Upzoning and Housing Affordability
In the Journal of the American Planning Association (Vol. 85, No. 2) article "Changing Residential Land Use Regulations to Address High Housing Prices," C.J. Gabbe explores the potential of changing zoning requirements to improve housing affordability in the City of Los Angeles.
Through studying rezonings that allow higher densities ("upzonings") in Los Angeles, Gabbe reports that "the city upzoned 0.6% of its large-lot, single-family land (354 acres) to other single-family, multifamily, or commercial designations. The city also upzoned more than 1,200 acres from any zoning designation to a designation allowing at least 50 housing units per acre" (Gabbe 2019, 153).
Housing Affordability in Los Angeles
Gabbe's work demonstrates that local efforts are being made to promote greater housing affordability in Los Angeles. However, he finds that "most upzonings were initiated either by property owners seeking to maximize development opportunities or through specific plans focused on small areas" (Gabbe 2019, 162). This is worrisome; small interventions like these cannot hope to address larger problems.
Moreover, eliminating obstructive land use regulations is only the first step.

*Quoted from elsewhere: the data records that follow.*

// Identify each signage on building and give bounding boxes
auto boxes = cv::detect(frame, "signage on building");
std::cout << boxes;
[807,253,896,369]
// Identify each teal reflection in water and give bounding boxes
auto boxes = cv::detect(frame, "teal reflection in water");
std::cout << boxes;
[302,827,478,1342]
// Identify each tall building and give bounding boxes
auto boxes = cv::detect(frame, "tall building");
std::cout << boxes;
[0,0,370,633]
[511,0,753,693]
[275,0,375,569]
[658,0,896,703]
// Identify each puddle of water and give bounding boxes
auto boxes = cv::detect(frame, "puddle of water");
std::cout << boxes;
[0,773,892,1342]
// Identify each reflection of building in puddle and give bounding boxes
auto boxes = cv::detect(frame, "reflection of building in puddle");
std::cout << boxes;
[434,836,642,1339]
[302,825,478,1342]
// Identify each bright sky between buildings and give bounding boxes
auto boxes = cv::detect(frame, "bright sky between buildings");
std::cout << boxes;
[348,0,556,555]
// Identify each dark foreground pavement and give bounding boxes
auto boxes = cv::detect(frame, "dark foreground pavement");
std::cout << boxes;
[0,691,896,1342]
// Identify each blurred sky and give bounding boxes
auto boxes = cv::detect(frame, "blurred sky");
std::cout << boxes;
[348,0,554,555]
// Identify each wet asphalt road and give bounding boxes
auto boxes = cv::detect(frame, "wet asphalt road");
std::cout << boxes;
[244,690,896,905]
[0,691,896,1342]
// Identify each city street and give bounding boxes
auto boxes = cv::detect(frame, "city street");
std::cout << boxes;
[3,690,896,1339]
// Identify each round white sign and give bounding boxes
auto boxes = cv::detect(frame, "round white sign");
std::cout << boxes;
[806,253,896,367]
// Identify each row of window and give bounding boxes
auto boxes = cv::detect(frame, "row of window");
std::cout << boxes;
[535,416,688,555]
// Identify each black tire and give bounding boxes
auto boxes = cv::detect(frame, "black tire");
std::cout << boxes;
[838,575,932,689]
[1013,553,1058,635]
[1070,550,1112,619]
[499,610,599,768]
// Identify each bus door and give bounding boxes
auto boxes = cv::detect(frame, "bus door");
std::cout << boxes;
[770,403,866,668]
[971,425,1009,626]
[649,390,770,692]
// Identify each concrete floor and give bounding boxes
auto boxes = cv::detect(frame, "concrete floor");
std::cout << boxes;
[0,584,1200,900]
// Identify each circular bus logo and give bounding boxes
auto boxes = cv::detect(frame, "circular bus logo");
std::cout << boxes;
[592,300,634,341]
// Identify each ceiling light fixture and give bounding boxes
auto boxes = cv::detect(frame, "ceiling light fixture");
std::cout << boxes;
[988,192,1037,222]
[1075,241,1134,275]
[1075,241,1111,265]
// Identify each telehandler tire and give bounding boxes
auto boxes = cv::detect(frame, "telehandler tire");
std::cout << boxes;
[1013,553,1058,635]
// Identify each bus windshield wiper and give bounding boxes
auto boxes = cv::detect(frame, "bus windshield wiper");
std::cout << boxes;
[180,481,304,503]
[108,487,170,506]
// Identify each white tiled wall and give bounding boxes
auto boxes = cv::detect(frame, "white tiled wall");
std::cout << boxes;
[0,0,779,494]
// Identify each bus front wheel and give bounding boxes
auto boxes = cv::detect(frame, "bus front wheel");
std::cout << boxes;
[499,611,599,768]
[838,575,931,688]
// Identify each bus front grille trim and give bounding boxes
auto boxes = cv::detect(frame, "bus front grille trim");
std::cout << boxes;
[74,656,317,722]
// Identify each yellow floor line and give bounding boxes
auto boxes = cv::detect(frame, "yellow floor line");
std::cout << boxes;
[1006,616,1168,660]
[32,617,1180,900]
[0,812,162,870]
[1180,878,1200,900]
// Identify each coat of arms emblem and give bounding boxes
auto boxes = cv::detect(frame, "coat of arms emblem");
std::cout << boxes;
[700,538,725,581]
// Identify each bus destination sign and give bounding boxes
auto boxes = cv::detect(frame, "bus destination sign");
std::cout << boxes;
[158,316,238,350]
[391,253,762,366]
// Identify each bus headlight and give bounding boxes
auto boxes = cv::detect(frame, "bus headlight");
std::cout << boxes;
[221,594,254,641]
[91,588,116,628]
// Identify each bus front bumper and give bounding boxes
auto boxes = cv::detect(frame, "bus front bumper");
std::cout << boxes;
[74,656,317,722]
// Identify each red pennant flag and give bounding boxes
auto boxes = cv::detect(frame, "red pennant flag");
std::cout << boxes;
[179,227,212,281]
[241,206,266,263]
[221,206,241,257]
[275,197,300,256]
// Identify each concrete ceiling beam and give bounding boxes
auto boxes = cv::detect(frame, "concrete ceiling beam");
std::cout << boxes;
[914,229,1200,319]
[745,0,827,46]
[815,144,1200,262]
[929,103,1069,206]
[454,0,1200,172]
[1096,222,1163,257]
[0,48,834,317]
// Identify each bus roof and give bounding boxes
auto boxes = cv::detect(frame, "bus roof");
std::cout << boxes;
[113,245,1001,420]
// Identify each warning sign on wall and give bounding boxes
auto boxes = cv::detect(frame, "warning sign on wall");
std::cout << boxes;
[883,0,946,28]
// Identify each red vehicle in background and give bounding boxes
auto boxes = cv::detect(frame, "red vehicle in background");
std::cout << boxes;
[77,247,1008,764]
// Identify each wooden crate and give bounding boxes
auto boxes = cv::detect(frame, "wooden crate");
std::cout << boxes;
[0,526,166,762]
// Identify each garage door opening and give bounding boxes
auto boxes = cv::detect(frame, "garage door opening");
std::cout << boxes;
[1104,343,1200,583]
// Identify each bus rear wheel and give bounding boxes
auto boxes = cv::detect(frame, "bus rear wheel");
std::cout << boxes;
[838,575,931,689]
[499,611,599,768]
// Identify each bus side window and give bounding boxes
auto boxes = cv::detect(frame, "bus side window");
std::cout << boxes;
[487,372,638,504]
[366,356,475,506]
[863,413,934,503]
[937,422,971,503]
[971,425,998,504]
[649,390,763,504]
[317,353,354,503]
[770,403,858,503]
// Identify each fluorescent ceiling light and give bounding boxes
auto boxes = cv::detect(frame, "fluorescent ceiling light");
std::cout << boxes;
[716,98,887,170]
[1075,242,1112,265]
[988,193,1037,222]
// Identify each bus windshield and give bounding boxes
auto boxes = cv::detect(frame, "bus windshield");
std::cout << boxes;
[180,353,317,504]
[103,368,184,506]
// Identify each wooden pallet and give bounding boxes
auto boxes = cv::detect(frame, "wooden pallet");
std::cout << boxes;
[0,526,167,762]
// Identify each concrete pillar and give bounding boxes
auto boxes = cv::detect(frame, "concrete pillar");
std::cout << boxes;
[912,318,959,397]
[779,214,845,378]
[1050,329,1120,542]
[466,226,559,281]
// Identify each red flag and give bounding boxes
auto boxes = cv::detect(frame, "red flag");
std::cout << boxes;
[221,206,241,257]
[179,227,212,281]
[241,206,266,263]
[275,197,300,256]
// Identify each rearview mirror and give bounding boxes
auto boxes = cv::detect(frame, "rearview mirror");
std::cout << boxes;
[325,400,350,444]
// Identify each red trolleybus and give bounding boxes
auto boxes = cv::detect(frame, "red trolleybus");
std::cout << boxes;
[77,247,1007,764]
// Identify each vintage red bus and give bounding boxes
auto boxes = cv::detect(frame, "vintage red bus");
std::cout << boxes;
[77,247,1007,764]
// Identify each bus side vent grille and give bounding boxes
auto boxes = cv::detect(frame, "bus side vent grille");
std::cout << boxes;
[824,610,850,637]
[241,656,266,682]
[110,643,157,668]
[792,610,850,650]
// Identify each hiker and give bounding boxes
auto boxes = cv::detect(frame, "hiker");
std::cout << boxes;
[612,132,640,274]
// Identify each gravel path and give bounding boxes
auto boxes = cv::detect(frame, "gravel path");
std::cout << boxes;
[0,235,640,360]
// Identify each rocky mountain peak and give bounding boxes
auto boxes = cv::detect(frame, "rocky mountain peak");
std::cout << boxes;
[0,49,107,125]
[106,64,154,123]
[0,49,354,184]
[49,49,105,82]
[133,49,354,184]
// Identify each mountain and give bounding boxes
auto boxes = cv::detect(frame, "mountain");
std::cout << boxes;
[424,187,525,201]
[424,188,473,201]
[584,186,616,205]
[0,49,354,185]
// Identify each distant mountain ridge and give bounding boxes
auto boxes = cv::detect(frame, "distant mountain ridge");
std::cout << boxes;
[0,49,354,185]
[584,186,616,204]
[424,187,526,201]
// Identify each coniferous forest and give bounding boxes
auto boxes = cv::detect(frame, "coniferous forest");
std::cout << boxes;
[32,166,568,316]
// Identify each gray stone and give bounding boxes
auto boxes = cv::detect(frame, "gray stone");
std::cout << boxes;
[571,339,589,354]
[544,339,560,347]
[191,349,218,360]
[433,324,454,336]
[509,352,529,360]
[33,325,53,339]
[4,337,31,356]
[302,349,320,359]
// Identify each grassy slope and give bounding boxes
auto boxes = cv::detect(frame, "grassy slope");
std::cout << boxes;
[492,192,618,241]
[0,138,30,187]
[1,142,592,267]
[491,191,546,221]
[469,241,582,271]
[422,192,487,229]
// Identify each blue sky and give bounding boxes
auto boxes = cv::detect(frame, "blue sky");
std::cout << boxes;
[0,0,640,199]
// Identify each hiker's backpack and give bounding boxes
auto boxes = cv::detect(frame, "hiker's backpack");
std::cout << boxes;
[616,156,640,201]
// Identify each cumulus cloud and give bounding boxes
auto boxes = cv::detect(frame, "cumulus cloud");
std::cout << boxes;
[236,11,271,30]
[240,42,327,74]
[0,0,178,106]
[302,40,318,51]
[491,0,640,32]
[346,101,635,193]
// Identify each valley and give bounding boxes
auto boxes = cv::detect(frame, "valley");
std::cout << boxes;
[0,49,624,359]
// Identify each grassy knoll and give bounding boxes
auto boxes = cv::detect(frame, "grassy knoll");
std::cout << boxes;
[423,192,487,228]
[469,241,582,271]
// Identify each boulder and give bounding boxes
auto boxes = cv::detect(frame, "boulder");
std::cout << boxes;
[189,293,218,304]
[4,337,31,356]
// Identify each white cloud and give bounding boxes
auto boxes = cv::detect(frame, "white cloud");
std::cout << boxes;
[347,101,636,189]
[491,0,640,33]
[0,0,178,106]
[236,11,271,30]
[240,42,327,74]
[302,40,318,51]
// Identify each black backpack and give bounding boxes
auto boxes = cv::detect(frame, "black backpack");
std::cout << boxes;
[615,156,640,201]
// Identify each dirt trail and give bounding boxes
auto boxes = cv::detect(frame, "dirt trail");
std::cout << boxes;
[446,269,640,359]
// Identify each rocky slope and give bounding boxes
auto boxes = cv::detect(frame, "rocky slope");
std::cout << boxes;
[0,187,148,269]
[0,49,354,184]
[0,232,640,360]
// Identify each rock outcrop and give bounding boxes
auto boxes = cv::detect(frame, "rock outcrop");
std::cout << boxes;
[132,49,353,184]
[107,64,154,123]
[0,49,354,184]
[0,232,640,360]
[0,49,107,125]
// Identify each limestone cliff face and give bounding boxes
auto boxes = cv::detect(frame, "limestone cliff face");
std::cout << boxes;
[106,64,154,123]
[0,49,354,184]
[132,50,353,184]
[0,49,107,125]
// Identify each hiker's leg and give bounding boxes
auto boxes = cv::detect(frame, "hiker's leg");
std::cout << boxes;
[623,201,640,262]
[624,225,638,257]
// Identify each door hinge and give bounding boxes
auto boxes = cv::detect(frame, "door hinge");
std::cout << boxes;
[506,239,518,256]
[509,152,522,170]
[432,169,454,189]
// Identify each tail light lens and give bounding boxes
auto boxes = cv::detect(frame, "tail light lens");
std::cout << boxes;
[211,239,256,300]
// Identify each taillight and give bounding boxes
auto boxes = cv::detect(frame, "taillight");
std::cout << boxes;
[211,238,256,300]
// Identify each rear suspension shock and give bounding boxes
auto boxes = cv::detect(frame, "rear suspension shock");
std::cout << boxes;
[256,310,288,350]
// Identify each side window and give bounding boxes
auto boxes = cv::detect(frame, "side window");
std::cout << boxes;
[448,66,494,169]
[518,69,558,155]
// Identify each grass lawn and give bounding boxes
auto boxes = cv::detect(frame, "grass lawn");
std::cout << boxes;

There still are likely barriers in approval processes. And once the development is built, planners must contend with how much of it ends up being affordable and to whom.
As Gabbe mentions, residential development proposals may receive political and or public opposition at different points in the process.
Despite the seeming consensus that housing affordability is a concern, there has not been widespread political or public support for major zoning changes in Los Angeles.
He argues that planners and housing advocates should look to the state level. In California, affordable and market-rate housing production has been supported through the California State Assembly passing laws "requiring municipalities to grant density bonuses for affordable housing and make ADU approvals easier" (Gabbe 2019, 162).
I agree, that planners must support legislation and initiatives that enable substantive change — regardless of our proximity to the decision-makers. I, too, would argue that planners should use our positions to advocate for continuously easing all barriers to affordable housing production. Without improving the expediency and efficacy by which affordable housing is delivered, we risk moving these problems elsewhere, never truly solving this systemic issue.